En troisième lieu : la royauté sert de tête à la société. Si elle n'existait pas, le premier ministre serait le premier personnage du pays. C'est lui et sa femme qui auraient à recevoir les ambassadeurs et quelquefois les princes étrangers, à offrir les plus grandes fêtes du pays, à donner l'exemple de la vie luxueuse, [p.84] à représenter l'Angleterre aux yeux de l'étranger, et le gouvernement de l'Angleterre aux yeux des Anglais.

Il est facile d'imaginer un monde où ce changement n'aurait pas de suites bien fâcheuses.
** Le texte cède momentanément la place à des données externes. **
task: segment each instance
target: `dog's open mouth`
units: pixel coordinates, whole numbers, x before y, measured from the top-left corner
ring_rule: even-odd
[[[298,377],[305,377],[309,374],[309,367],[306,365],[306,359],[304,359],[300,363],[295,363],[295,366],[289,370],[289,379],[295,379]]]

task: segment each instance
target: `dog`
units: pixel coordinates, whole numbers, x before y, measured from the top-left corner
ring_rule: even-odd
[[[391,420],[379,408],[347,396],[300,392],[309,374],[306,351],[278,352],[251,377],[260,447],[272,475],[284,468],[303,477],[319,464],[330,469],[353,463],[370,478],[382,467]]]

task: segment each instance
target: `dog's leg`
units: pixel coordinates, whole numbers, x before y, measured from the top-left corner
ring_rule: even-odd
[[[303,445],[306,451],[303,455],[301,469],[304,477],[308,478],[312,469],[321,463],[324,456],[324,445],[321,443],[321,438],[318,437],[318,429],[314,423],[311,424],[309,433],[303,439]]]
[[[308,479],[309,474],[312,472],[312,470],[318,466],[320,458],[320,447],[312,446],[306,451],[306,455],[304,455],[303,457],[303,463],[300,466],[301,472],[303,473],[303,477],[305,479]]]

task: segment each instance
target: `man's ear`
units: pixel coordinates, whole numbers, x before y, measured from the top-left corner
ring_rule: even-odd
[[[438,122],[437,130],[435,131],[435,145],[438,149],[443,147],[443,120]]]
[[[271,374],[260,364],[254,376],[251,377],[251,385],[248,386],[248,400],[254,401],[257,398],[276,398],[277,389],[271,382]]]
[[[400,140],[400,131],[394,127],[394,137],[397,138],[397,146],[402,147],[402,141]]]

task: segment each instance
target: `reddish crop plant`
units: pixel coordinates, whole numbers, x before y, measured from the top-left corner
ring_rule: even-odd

Dans un pays où le peuple, n'ayant aucun souci des pompes extérieures, ni le goût de l'apparat théâtral, regarderait exclusivement au fond des choses, ce ne serait qu'une bagatelle. Que lord et lady Derby soient chargés de recevoir les ambassadeurs étrangers, ou que ce devoir incombe à lord et lady Palmerston, peu importe dans ce cas, et la supériorité de ceux-ci ou de ceux-là dans l'organisation de leurs fêtes n'intéresserait que leurs invités. Une nation de philosophes austères ne se préoccupera en aucune façon de ces détails. Le nom du metteur en scène n'a de valeur que pour quiconque prend intérêt à la parade.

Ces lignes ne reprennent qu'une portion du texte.